Salvini: “Occuparsi di sicurezza è qualcosa a cui tutti potrebbero ambire“
Nonostante la chiusura di Giorgia Meloni, il leader della Lega non sembra intenzionato ad abbandonare l’argomento, che potrebbe quindi essere il nuovo focus di scontro del 2025. “Sicuramente occuparsi della sicurezza, del futuro, della tranquillità, della serenità di milioni di italiani è qualcosa di bello a cui tutti non potrebbero che ambire“, ha infatti sottolineato l’attuale ministero dei Trasporti che però, davanti ai cronisti di Milano, cerca anche di non esagerare troppo per evitare di creare crisi in un momento delicato come quello attuale.
“Al ministero degli Interni c’è un amico“, ricorda infatti Salvini, sottolineando di non avere alcuna intenzione di rincorrerlo per rubargli di fatto il posto. Resta però il dubbio che Matteo Piantedosi possa essere stato eletto solo come “scalda poltrona“, proprio in attesa che le grane giudiziarie del leader leghista trovassero la loro soluzione e questo fosse di nuovo eleggibile per il ruolo. Si fa strada, quindi, la possibilità che già nel vertice odierno, in cui si tratterà del protocollo Italia-Albania, Salvini, Piantedosi e Meloni possano discutere di questa nuova situazione.
Al momento, l’attuale ministro dell’Interno non ha commentato gli sviluppi del processo Open Arms, se non per congratularsi con Matteo Salvini. La decisione ora ricade nelle mani del premier, che si troverà di fronte ad una situazione complessa che potrebbe di fatto modificare gli equilibri della maggioranza di governo. Intanto, però, Meloni non può che gioire del risultato del processo Open Arms, in cui dal suo punto di vista la “giurisdizione è stata usata per condizionare la politica“.
Le reazioni delle opposizione
Se Matteo Piantedosi ha deciso di non commentare il dialogo tra Meloni e Salvini, il centrosinistra ha deciso di non rimanere in silenzio e di criticare apertamente il possibile ritorno di Matteo Salvini al ministero degli Interni. Osvaldo Napoli, della segreteria di Azione, ha duramente contestato la possibilità, sottolineando come Salvini abbia di fatto considerato per tutto questo tempo Matteo Piantedosi “uno scalda poltrone, messo al Viminale in attesa che torni il titolare“.
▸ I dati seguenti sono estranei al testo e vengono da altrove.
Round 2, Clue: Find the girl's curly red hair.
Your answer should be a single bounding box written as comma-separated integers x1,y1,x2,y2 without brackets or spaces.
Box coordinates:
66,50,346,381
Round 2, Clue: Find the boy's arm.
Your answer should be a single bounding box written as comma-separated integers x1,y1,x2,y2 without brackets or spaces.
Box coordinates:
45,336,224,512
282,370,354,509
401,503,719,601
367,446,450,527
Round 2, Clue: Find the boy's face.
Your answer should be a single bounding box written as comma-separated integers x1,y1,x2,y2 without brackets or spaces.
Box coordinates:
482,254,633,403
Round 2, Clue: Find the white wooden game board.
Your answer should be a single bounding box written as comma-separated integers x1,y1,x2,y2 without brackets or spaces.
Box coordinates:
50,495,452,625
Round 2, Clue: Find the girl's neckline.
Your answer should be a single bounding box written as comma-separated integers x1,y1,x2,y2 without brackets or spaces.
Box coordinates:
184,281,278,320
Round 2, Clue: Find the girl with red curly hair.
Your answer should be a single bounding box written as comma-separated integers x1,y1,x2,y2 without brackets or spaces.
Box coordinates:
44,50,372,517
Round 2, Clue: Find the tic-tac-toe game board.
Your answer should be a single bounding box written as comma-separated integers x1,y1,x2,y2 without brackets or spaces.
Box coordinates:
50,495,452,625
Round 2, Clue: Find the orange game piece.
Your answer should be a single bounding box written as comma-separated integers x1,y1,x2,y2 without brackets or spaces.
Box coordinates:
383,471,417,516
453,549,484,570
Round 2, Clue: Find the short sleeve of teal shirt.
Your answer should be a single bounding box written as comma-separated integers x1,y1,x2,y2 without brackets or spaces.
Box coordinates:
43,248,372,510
Altrettanto dure le parole di Angelo Bonelli, leader di Avs, che ha ricordato come Salvini abbia già dimostrato in che modo gestirebbe il ruolo di titolare del Viminale. “Si occupava più di donne e bambini in mezzo al mare che di mafiosi“, ha infatti evidenziato il segretario dei Verdi, dimostrando quindi la contrarietà delle opposizioni a questa possibilità.